Ha un viso da bambina, Sara. (nome di fantasia)
Certo, non diresti, vedendola, che è madre di sette figli; qualcuno già grande, altri molto piccoli.
Quando parla, fatico talvolta a cogliere ogni espressione, perché sussurra quanto dice e inoltre, essendo lei straniera, storpia più di un termine, rendendo difficile l’ascolto.
Le emozioni che premono dentro di lei: gioia, turbamento, dolore, dubbio, incertezza, oscurità, le ha dipinte su ogni angolo del corpo.
Sul viso, innanzitutto.
E poi negli occhi che ha chiari come il cielo di settembre.
Il cielo che si scorge oltre le sbarre, oltre le cime dei monti che incastonano quest’angolo di mondo; questo non luogo che racchiude tanta umanità dolente.
Quando sorride, sovente è un sorriso triste a disegnarle gli angoli attorno alla bocca; una bocca piccola, come conviene a una bambina, anche se grande…
Amore è un termine che le è caro più di ogni altra cosa.
Lo usa come il pittore fa con il pennello quando, con abile mossa, traccia nel bianco di una tela morta, segni e linee di vita.
A lei succede quando parla dei figli e del legame che, sebbene affievolito dalla distanza, sente pulsare dentro di lei come avvertiva il battito del loro cuore quando allattava.
Oggi la vedo più distesa,
più tranquilla dell’altro giorno.
Il viso non diserta oggi le rughe, come crespe onde…
Come altri momenti. Insegue quanto scrivo sulla lavagna, con occhi fattisi piccini dallo sforzo;
impegno profuso nel decifrare i segni e soprattutto il senso di quello che sto scrivendo.
La punteggiatura.
Stiamo cercando di capire a cosa serve;
come si usa e quando e quali, tra i segni d’interpunzione, la comandando e in quali circostanze.

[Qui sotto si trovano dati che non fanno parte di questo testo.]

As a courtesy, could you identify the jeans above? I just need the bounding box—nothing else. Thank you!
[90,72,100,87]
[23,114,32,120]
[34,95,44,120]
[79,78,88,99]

Quanto è difficile, mi dico, osservandola, trovare le parole adatte;
i termini più semplici, più usuali,
perché il mio dire somigli un poco al pane;
un pane buono, alla sua portata.
Mi accorgo – sarò sincero, non è però da oggi – che anche per me è come reimparare.
Sempre e da capo. E questo è davvero molto bello!
Ci vuole a questo punto l’esclamativo.
È un punto che anche lei afferma di conoscere e si produce in quale esempio.
La chiamano.
Esce correndo dalla stanza e quando torna, reggendo in mano e sventolando quel “suo” pezzo di carta… non è più lei.
Si è fatta sole e luna allo stesso tempo.
Che dire? È proprio raggiante e la lucentezza le trapassa la pelle.
«Mi hanno dato un permesso!» declama, quasi non credendo, e pensa già alle conversazioni che avrà, al telefono, con i figli.
I suoi figli, i suoi tesori, il suo mondo.
Che bello, vedere sul volto delle persone la gioia fattasi carne!
E qui lo metto io, che condivido il suo sentire, il punto esclamativo, perché la contentezza indotta in lei da poche ore di libertà accompagnata, mi ha contagiato nel profondo e son proprio contento.